Full Recovery of Electron Damage in Glass at Ambient Temperatures

An unusually complete recovery of the electron beam induced damage in a CaO-Al$_{2}$O$_{3}$-SiO$_{2}$ glass was discovered. Nanoscale measurements carried out in a scanning transmission electron microscope show that the Ca ions migrate about 10 nm away during irradiation and return during recovery. Oxygen atoms are trapped largely as molecular oxygen and do not migrate. Electron energy loss measurements demonstrate that for glass to return completely to the original compositional and structural state the following processes must take place: First, no mass loss should occur. Thus the irradiation time should be less than the time necessary for significant mass-loss to occur. Second, diffusion must be sufficient at the ambient temperature for atoms to migrate back to suitable bonding sites.
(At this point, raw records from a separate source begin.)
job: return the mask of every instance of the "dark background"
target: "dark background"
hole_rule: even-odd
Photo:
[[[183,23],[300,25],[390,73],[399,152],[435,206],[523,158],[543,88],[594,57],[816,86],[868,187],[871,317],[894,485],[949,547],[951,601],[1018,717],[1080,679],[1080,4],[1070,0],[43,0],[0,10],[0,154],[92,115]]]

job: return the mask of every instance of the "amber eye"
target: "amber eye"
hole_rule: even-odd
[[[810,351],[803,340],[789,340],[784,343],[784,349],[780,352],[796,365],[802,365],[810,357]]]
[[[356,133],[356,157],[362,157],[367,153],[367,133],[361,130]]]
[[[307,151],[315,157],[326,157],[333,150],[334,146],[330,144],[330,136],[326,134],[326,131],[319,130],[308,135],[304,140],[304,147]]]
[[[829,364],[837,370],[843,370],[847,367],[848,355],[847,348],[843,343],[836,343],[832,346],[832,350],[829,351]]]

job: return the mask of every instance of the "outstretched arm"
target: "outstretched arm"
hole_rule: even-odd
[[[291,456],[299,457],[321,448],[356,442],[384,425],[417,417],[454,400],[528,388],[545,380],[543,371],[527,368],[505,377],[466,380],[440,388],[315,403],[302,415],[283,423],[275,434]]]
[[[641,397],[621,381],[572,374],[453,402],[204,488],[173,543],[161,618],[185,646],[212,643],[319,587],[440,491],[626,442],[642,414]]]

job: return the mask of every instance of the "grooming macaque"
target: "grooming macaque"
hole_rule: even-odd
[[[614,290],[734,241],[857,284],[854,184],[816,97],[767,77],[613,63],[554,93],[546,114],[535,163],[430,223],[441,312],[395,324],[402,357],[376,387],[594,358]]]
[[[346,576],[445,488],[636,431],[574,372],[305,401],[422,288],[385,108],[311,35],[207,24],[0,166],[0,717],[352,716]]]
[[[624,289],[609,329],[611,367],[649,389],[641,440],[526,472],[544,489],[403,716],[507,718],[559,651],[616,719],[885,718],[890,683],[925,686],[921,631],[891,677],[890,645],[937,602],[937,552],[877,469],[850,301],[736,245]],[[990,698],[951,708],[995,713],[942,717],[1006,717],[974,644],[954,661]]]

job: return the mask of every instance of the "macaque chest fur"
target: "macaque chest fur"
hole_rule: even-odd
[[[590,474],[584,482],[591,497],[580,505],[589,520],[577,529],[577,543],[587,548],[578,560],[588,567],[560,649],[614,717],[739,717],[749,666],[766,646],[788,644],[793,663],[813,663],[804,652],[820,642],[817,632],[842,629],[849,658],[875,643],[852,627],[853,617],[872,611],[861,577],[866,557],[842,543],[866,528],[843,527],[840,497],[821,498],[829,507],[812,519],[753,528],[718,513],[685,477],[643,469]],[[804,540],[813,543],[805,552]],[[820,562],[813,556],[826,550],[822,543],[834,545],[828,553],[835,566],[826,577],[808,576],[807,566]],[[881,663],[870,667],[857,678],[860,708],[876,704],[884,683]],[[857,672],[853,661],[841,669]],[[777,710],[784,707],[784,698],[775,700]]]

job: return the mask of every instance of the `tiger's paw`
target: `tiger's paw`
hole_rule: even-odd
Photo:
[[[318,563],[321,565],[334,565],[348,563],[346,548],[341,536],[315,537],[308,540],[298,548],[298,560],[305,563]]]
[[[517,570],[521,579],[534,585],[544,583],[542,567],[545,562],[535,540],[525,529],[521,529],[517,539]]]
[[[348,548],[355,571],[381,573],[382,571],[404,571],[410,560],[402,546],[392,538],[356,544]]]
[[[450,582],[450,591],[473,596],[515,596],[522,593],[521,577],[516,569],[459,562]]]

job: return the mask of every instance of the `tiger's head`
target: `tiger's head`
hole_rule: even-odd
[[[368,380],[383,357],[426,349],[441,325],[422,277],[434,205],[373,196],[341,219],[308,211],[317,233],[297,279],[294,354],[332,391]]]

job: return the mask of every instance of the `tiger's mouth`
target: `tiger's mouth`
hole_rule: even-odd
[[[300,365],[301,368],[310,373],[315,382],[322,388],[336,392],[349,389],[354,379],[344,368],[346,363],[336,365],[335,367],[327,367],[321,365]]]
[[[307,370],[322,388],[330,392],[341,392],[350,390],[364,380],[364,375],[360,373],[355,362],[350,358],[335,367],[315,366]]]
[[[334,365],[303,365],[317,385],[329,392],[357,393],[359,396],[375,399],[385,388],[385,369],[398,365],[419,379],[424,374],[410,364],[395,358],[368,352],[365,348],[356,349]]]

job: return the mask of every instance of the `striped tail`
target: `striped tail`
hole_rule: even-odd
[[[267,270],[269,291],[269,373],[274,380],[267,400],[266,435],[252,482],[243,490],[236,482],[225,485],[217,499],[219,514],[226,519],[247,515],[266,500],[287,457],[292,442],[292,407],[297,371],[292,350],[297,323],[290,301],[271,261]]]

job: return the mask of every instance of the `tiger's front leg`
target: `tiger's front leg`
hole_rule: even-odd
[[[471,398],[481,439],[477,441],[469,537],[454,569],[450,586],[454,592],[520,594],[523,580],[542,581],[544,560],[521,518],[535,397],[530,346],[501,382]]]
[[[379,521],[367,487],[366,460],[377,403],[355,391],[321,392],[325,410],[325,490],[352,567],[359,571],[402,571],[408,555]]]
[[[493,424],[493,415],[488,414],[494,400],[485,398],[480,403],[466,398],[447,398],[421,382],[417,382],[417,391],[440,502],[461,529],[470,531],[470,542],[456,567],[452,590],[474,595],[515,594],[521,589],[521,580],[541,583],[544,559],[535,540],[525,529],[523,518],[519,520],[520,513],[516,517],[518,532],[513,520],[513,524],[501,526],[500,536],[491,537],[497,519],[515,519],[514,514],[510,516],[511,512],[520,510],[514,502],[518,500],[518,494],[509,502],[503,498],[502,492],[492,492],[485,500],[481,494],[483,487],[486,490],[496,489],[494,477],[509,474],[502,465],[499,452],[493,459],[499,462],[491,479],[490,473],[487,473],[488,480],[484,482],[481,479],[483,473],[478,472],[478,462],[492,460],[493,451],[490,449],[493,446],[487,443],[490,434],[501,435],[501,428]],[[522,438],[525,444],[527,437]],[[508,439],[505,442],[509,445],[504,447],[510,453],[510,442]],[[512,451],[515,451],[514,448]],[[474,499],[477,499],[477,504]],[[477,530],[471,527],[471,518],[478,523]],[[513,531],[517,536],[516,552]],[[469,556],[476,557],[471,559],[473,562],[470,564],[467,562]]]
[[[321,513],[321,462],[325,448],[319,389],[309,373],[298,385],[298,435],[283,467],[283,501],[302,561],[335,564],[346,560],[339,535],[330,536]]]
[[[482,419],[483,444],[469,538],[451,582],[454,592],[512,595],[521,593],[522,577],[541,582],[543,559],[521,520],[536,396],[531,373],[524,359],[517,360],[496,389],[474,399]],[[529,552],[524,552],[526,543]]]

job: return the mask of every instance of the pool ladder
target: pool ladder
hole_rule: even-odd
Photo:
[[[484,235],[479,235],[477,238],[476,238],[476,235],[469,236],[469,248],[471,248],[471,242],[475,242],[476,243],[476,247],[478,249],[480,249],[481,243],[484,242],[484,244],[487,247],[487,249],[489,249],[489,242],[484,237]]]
Third, the role of oxygen is critical: unless oxygen is available for recombination with the displaced atoms then recovery is incomplete. Finally, the observation that the system recovers so completely (structurally, as well as compositionally) after such a substantial perturbation is evidence that the initial state of the glass must be a very stable thermodynamic minimum [1]. [1] K.A. Mkhoyan et al., Phys. Rev. Lett. \textbf{96}, 205506 (2006).